Filters and thresholds

  • --poly_ACGT_len — filter out all anchors containing poly(ACGT) of length at least <poly_ACGT_len> (0 means no filtering) (default: 8)
  • --artifacts — path to artifacts, each anchor containing artifact will be filtered out (default: )
  • --dont_filter_illumina_adapters — if used anchors containing Illumina adapters will not be filtered out (default: False)
  • --anchor_unique_targets_threshold — filter out all anchors for which the number of unique targets is <= anchor_unique_targets_threshold (default: 1)
  • --anchor_count_threshold — filter out all anchors for which the total count <= anchor_count_threshold (default: 50)
  • --anchor_samples_threshold — filter out all anchors for which the number of unique samples is <= anchor_samples_threshold (default: 1)
  • --anchor_sample_counts_threshold — filter out anchor from sample if its count in this sample is <= anchor_sample_counts_threshold (default: 5)
  • --n_most_freq_targets_for_stats — use at most n_most_freq_targets_for_stats for each contingency table, 0 means use all (default: 0)
  • --n_most_freq_targets_for_dump — use when dumping satc (txt or binary), resulting file will only contain data for n_most_freq_targets_for_dump targets in each anchor, 0 means use all (default: 0)
  • --fdr_threshold — keep anchors having corrected p-val below this value (default: 0.05)
  • --min_hamming_threshold — keep only anchors with a pair of targets that differ by >= min_hamming_threshold (default: 0)
  • --keep_top_n_target_entropy — select keep_top_n_target_entropy records with highest target entropy (0 means don't select) (default: 10000)
  • --keep_top_n_effect_size_bin — select keep_top_n_effect_size_bin records with highest effect size bin (0 means don't select) (default: 20000)
  • --keep_significant_anchors_satc — if set there will be additional output file in SATC format with all significant anchors (default: False)
  • --keep_top_target_entropy_anchors_satc — if set there will be additional output file in SATC format with top target entropy significant anchors (default: False)
  • --keep_top_effect_size_bin_anchors_satc — if set there will be additional output file in SATC format with top effect size bin anchors (default: False)

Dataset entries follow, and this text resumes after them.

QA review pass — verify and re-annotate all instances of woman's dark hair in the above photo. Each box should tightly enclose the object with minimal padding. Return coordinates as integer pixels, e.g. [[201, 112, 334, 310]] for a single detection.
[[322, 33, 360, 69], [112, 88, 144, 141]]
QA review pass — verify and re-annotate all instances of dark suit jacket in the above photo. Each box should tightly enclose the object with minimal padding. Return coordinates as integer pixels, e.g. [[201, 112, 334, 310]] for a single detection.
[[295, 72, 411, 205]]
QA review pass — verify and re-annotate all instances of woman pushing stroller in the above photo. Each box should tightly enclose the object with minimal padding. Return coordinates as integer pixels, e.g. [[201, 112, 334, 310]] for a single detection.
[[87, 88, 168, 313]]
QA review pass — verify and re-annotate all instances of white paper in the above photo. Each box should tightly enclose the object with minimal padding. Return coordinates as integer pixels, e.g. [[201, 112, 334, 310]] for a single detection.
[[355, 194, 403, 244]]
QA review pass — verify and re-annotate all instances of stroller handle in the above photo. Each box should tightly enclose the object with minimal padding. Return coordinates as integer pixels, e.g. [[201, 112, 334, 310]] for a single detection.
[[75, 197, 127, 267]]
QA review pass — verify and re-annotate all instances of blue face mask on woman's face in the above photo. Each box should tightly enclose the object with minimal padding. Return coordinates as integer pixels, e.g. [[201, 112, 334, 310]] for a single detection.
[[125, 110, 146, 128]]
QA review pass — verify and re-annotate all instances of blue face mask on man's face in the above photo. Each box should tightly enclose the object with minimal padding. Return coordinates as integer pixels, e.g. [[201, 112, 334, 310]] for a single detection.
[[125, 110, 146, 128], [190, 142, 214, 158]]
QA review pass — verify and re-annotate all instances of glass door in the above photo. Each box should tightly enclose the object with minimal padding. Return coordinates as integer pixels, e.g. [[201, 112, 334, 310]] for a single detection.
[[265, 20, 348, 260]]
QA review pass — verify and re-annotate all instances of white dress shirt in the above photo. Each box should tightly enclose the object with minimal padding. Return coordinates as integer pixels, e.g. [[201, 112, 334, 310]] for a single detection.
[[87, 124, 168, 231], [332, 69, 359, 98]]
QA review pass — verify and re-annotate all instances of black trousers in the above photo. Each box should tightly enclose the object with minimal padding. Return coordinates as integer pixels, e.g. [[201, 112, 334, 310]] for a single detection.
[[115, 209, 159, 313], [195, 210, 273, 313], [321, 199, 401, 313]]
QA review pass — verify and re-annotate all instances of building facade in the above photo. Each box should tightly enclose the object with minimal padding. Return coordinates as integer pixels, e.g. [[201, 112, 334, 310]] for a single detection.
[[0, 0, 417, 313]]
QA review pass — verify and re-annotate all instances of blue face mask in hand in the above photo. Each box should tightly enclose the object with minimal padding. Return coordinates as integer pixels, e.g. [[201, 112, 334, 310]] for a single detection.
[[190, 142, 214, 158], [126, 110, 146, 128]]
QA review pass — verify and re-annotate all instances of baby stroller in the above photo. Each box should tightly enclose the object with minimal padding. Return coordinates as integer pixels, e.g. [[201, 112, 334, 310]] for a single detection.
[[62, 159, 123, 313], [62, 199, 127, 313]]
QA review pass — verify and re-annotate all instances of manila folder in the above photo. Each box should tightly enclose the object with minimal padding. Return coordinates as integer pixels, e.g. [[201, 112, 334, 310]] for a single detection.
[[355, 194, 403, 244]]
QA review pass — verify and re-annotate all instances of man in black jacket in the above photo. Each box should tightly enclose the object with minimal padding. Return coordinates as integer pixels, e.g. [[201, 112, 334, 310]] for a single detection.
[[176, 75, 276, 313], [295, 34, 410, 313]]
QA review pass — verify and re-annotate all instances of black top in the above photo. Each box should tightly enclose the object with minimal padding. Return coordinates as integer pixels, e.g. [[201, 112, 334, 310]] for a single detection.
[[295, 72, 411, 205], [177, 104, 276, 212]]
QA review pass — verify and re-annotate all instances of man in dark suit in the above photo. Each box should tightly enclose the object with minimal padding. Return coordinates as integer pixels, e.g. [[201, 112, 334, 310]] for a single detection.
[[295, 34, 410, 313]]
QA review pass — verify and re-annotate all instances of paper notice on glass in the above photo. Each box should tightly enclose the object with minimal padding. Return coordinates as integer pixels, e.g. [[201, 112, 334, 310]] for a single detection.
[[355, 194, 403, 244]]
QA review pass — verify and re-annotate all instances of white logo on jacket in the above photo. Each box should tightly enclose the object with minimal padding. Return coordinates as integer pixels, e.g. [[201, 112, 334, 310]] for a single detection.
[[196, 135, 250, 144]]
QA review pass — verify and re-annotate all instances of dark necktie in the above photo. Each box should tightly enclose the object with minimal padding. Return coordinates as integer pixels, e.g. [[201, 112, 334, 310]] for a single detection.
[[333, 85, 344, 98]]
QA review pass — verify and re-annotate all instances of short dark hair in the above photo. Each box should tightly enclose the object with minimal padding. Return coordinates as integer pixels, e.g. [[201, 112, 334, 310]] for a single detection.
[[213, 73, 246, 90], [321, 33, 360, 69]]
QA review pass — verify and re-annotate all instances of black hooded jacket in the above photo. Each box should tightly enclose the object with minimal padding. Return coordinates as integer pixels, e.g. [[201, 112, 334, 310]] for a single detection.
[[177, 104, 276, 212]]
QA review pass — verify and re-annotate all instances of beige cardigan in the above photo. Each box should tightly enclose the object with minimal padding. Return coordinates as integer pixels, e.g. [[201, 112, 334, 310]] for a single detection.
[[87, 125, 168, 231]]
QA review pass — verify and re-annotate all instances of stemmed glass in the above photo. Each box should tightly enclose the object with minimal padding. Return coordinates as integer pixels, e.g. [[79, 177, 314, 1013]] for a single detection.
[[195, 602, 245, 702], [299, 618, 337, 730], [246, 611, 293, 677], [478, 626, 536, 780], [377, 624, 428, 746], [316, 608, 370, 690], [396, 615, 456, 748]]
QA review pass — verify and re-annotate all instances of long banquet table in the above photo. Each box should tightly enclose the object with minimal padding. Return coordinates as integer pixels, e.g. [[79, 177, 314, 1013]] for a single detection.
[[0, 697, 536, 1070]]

Additional output configuration

  • --dump_Cjs — output Cjs (default: False)
  • --max_pval_opt_for_Cjs — dump only Cjs for anchors that have pval_opt <= max_pval_opt_for_Cjs (default: 0.1)
  • --n_most_freq_targets — number of most frequent targets printed per each anchor (default: 10)
  • --with_effect_size_cts — if set effect_size_cts will be computed (default: False)
  • --with_pval_asymp_opt — if set pval_asymp_opt will be computed (default: False)
  • --without_seqence_entropy — if set sequence entropy for anchor and most freq targets will not be computed (default: False)
  • --sample_name_to_id — file name with mapping sample name <-> sample id (default: sample_name_to_id.mapping.txt)
  • --dump_sample_anchor_target_count_txt — if set contingency tables will be generated in text format (default: False)
  • --dump_sample_anchor_target_count_binary — if set contingency tables will be generated in binary (SATC) format, to convert to text format later satc_dump program may be used, it may take optionally mapping from id to sample_name (--sample_names param) (default: False)
  • --supervised_test_samplesheet — if used script for finding/visualizing anchors with metadata-dependent variation will be run (forces --dump_sample_anchor_target_count_binary) (default: )
  • --supervised_test_anchor_sample_fraction_cutoff — the cutoff for the minimum fraction of samples for each anchor (default: 0.4)
  • --supervised_test_num_anchors — maximum number of anchors to be tested example (default: 20000)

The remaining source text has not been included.